Applied research has for example been done on how to build supportive exoskeletons for people with difficulty standing unaided by adding electrified rubber into clothing. Unfortunately these technologies are still far from widespread use. One real challenge is that the voltages needed to induce miraculous changes in rubber are enormous.

Voltage itself doesn’t cause damage if it can be entirely insulated, but with any failure in insulation the current that flows because of the voltage would easily kill you. Research is ongoing into materials that might be able to convert the extraordinary properties of rubber-like stuff into use at lower voltages.

Another possible feature for soft robots is in the form of gels and sponges that contain ionic liquids. Ionic liquids have charged atoms in them that move through the liquid when attached to a voltage, like electrons move through a wire.

By immersing a porous spongy solid in an ionic liquid, charge can pass through it, and therefore deliver electric charge through the material. This current also interacts directly with the shapes and pressures the material experiences. Although counterintuitive in circuits, the use of charged liquids to carry signals is what powers electrical signalling between biological cells.

By changing the way that charge is carried, artificial electric circuits can be re-imagined. Sponges and gels which incorporate liquids could be invented that reconfigure themselves under electrochemical stimuli, with potential to make a truly shapeshifting flubber-like goo.

In the most extreme cases soft-robotic movement can happen without the need for electrical circuits at all. Here, soft robotics seeks to find materials that respond to their environments directly, eliminating the need for a sensor and feedback loop.

Scientists are working on inventing materials that react to light, heat, chemicals or touch by moving, expanding or stiffening.

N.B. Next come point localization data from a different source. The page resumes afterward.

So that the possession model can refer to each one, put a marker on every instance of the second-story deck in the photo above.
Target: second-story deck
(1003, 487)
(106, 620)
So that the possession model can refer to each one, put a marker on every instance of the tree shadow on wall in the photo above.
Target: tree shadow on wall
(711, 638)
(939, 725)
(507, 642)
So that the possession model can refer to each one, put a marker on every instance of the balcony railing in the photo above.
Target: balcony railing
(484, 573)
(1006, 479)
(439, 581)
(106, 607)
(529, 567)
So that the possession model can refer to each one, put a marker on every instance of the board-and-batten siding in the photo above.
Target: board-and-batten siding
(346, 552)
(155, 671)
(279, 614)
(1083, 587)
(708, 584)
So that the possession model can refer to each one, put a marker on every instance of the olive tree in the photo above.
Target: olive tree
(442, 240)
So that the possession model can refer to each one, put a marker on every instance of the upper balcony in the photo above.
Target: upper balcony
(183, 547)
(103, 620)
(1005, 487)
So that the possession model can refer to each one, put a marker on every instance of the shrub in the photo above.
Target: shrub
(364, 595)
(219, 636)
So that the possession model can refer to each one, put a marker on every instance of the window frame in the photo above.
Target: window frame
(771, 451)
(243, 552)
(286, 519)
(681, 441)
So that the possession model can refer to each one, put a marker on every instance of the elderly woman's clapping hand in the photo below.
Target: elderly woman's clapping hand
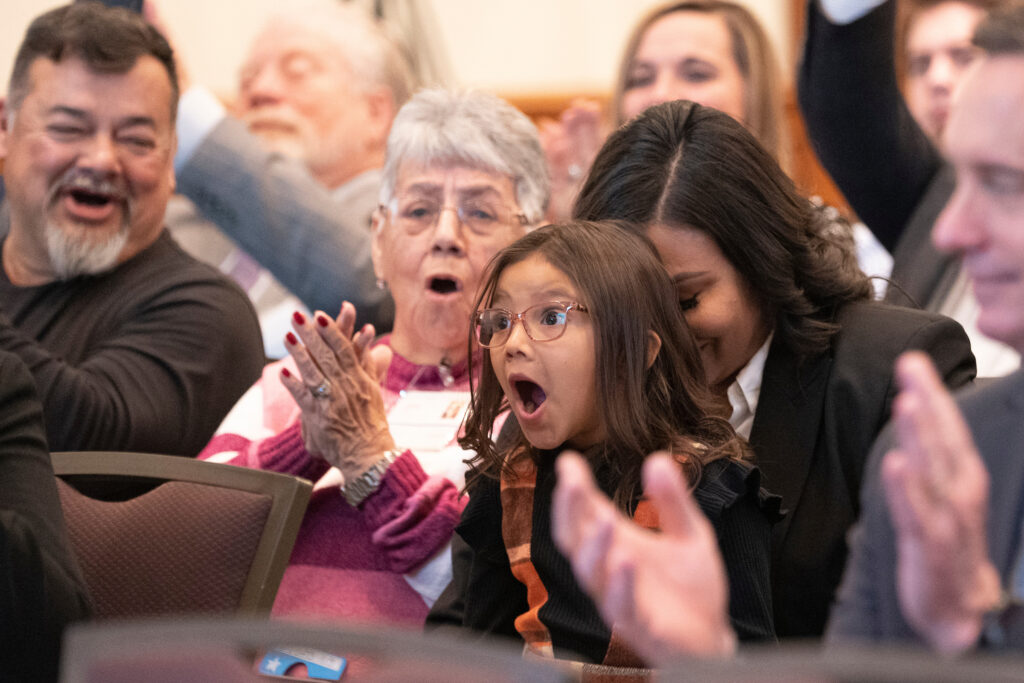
(343, 416)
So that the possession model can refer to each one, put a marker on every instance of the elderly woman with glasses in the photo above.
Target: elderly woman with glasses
(374, 422)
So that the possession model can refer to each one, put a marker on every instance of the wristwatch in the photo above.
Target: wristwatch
(359, 488)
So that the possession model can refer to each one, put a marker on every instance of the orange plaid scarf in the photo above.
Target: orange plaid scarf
(517, 524)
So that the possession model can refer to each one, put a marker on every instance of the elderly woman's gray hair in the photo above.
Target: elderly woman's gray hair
(472, 129)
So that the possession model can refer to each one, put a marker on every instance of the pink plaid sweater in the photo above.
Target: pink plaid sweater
(352, 562)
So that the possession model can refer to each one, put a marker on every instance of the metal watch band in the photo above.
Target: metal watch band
(359, 488)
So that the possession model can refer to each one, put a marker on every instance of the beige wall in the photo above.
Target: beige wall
(509, 46)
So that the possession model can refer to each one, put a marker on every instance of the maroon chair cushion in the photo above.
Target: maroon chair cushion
(180, 548)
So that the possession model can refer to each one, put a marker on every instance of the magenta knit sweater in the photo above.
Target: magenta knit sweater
(349, 562)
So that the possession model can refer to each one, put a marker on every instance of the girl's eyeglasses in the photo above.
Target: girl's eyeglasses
(544, 322)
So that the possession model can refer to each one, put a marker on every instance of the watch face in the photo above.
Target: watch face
(360, 487)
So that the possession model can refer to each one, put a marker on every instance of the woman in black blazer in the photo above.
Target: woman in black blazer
(791, 339)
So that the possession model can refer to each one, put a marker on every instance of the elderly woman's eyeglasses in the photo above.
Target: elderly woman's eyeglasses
(415, 214)
(545, 322)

Some of these are shape-memory materials, which are pre-programmed with a specific shape, which can be triggered again after deformation to other stable shapes.

Others are made of molecules designed from the bottom up to respond to energetic signals. What about a solar panel that tilted with the sun, without a motor or moving parts? Still others rely on micro — or macro — structure and use complex origami geometries to convert passive material changes into other movements. Think of a glove that gripped you back when you held it. By understanding materials as potentially sensory and self-moulding, we open a door to a new paradigm of robotics.

These materials are still in labs and there is still a long way to go before they become useful machines, but in doing so they will change how we think about robots and even matter itself.